Artificial Intelligence Driven Framework for the Structurization of Free-Text Diagnostic Reports

Diagnosticians record, share, and store a wealth of data on patients, diseases, and biomedical processes in free-text diagnostic reports. To continue providing advanced biomedical services, healthcare organizations should efficiently and effectively perform complex data management, aggregate data resources, and ensure the interconnectivity and interoperability of biomedical data sets. However, free-text is a poor starting point for the computational analysis of complex biomedical information. For data management applications, diagnostic reports, biomedical test results, diagnostic images must be in a structured and machine-readable format.
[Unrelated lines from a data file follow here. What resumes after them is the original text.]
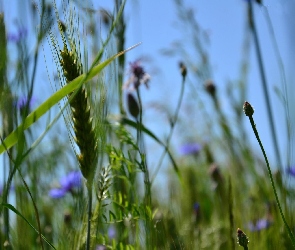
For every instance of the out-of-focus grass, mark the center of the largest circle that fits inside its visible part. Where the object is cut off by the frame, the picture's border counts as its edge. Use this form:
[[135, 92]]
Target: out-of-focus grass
[[196, 198]]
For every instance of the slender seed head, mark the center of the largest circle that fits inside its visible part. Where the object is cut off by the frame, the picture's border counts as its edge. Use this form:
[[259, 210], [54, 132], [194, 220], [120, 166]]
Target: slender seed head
[[248, 109], [242, 238], [133, 107]]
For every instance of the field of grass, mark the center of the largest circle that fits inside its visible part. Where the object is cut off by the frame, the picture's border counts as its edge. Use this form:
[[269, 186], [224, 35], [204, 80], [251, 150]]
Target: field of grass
[[82, 167]]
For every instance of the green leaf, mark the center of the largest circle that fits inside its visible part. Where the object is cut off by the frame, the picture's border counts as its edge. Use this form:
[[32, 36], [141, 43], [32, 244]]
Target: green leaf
[[152, 135], [12, 138], [12, 208]]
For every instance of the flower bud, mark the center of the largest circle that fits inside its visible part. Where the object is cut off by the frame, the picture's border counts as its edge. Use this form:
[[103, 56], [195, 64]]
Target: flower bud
[[248, 109], [133, 107]]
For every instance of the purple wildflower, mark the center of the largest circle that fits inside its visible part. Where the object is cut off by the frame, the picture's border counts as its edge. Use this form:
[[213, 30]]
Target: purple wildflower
[[100, 247], [15, 38], [291, 171], [259, 225], [138, 76], [190, 149], [67, 184], [112, 232], [22, 102]]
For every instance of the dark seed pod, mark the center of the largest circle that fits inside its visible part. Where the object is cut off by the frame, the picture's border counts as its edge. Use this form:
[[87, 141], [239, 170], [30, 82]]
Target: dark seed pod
[[133, 107]]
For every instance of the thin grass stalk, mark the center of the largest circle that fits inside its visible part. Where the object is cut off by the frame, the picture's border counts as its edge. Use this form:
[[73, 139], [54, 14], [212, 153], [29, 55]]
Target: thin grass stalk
[[284, 84], [89, 215], [249, 111], [120, 36], [230, 213], [172, 126], [264, 85], [147, 182]]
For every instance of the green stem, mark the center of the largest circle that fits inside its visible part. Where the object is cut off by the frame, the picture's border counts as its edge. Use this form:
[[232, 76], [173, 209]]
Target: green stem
[[264, 85], [291, 235], [89, 215]]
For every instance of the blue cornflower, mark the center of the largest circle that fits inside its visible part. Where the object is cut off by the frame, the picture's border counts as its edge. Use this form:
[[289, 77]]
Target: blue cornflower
[[259, 225], [67, 184], [22, 32], [190, 149], [112, 232], [100, 247], [291, 171], [22, 102]]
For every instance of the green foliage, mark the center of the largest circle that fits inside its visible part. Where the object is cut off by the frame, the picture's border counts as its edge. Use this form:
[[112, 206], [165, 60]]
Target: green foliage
[[129, 195]]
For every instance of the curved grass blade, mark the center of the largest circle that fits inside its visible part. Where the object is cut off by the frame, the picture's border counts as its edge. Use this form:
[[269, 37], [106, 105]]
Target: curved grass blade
[[152, 135], [12, 138], [13, 209]]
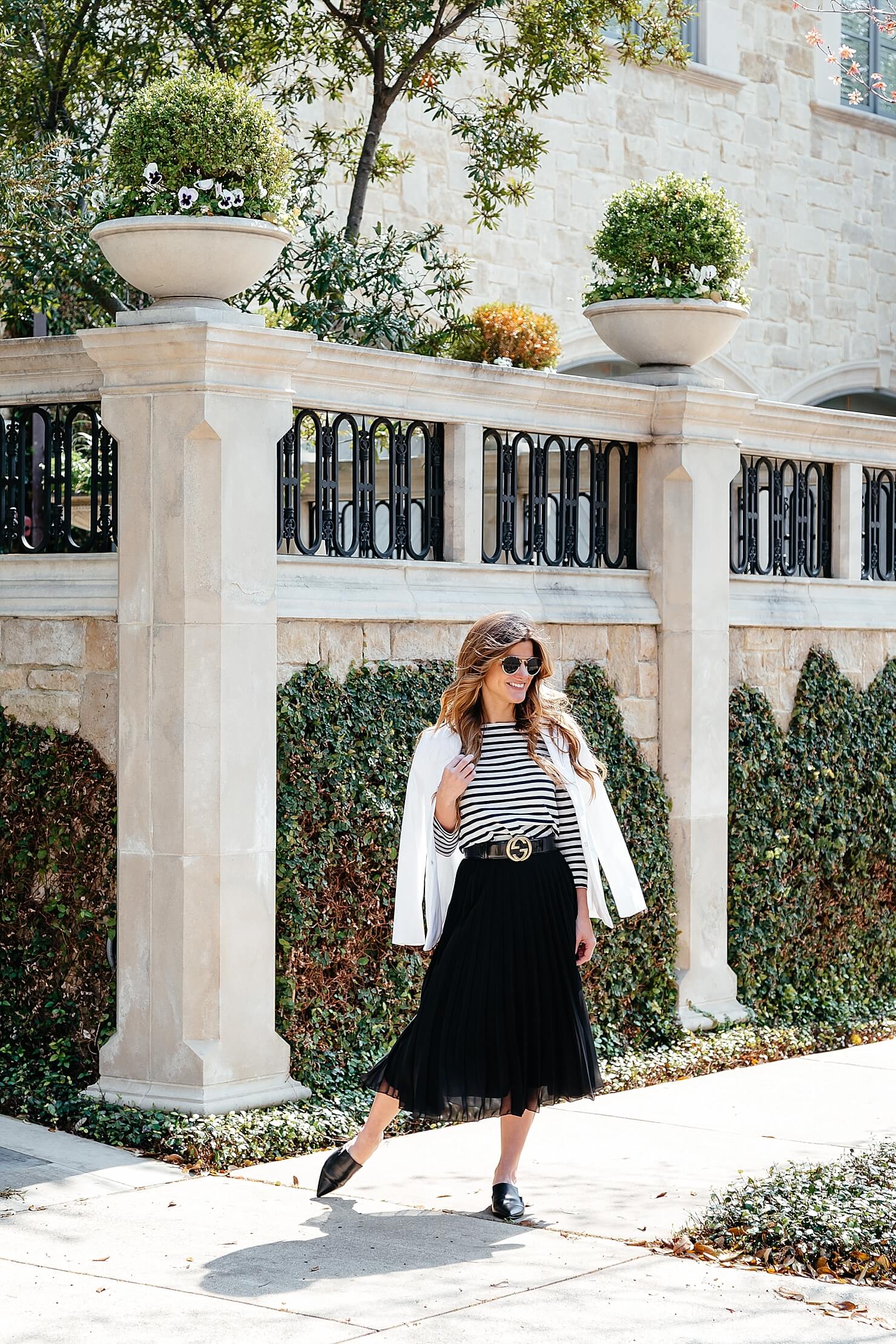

Free-text diagnostic reports lack data structure, making it challenging to extract information and use it for medical care purposes and biomedical research.

To address computational challenges for the analysis of free-text biomedical reports, a novel informatics framework is introduced. This framework transforms free-text biomedical reports to a machine-readable format. The utility of the framework is demonstrated with three projects. In the first project, the framework transforms free-text pathology reports to a graph representation known as knowledge graphs. In the second project, in order to recover implicit relationships among structurized diagnostic information, the framework is extended to model contextual information. In the third project, an information entropy-based data mining technique is introduced. The goal of this project is to facilitate analysis of diagnostic information across pathology reports. This informatics framework has potential to broadly impact diagnostic medicine and to be extended to other biomedical domains as well.